We have recently isolated the human homologue of the Drosophila l(3)mbt gene by exon trapping, based on its location on the long arm of chromosome 20 (20q) within a region frequently deleted in hematologic malignancies (most commonly polycythemia vera, MDS, and AML).
The l(3)mbt gene encodes a member of the polycomb group (PcG) of transcriptional regulatory proteins, which play a vital role in maintaining the proper expression of key genes, such as homeobox-containing and cell cycle regulatory genes. Evidence linking abnormalities in the expression or function of PcG genes with the development or progression of several types of human cancer is now emerging (e.g., lymphoma, Hodgkin's disease, and multiple myeloma).

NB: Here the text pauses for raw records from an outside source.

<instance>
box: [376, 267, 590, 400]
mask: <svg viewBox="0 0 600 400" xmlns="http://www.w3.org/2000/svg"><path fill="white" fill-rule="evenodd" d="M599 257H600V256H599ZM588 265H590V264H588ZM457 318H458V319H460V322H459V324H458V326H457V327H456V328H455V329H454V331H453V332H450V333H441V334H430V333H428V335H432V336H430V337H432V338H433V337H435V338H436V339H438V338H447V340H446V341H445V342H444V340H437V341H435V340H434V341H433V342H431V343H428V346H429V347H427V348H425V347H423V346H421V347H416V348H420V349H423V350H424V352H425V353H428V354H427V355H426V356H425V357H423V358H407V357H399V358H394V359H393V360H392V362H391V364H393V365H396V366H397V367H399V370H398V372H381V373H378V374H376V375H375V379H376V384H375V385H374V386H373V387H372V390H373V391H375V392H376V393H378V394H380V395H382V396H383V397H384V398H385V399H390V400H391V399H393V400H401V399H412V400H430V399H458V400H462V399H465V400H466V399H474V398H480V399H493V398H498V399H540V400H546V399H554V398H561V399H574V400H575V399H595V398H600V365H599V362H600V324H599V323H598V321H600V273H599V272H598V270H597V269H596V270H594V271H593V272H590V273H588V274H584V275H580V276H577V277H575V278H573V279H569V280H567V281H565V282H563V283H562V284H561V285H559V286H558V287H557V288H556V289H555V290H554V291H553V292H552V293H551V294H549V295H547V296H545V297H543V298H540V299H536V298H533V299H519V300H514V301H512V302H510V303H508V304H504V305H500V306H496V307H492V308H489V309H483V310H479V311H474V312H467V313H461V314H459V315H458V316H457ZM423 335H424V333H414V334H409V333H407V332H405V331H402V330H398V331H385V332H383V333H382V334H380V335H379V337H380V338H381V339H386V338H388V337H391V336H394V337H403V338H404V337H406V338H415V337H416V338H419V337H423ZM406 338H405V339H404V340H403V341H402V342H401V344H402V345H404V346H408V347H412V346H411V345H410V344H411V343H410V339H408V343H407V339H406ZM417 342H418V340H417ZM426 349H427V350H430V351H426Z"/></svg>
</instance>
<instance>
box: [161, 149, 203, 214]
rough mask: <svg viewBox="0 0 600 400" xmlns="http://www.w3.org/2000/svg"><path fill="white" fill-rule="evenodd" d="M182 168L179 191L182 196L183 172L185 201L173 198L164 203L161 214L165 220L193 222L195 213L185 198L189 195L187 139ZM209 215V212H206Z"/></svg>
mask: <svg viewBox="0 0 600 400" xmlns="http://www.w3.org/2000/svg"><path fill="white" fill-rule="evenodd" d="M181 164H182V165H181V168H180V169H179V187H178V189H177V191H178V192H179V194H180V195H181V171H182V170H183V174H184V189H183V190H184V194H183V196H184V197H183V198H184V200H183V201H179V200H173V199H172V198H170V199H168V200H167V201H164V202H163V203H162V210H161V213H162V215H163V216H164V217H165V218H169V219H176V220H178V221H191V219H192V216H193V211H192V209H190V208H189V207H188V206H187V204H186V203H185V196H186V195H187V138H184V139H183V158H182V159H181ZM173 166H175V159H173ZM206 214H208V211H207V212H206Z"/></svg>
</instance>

The human l(3)mbt protein is highly homologous to the lethal malignant brain tumor [l(3)mbt] protein, which functions as a tumor suppressor gene in Drosophila. To more completely define the role of the human l(3)mbt gene in hematologic cancers, we are assessing its genomic integrity and the relative levels of l(3)mbt expression in primary, human myeloid malignancy samples. We are defining the biological effects of l(3)mbt by expressing wild type and mutant forms in hematopoietic cells and by identifying true l(3)mbt target genes in myeloid cells.
We are also characterizing l(3)mbt-interacting proteins and the multi-protein complex that contains the l(3)mbt protein; and we are generating l(3)mbt conditioned knock-out mice to analyze its phenotype. These studies will define whether l(3)mbt functions as a classic tumor suppressor gene or can be implicated in human cancer by haploinsufficiency.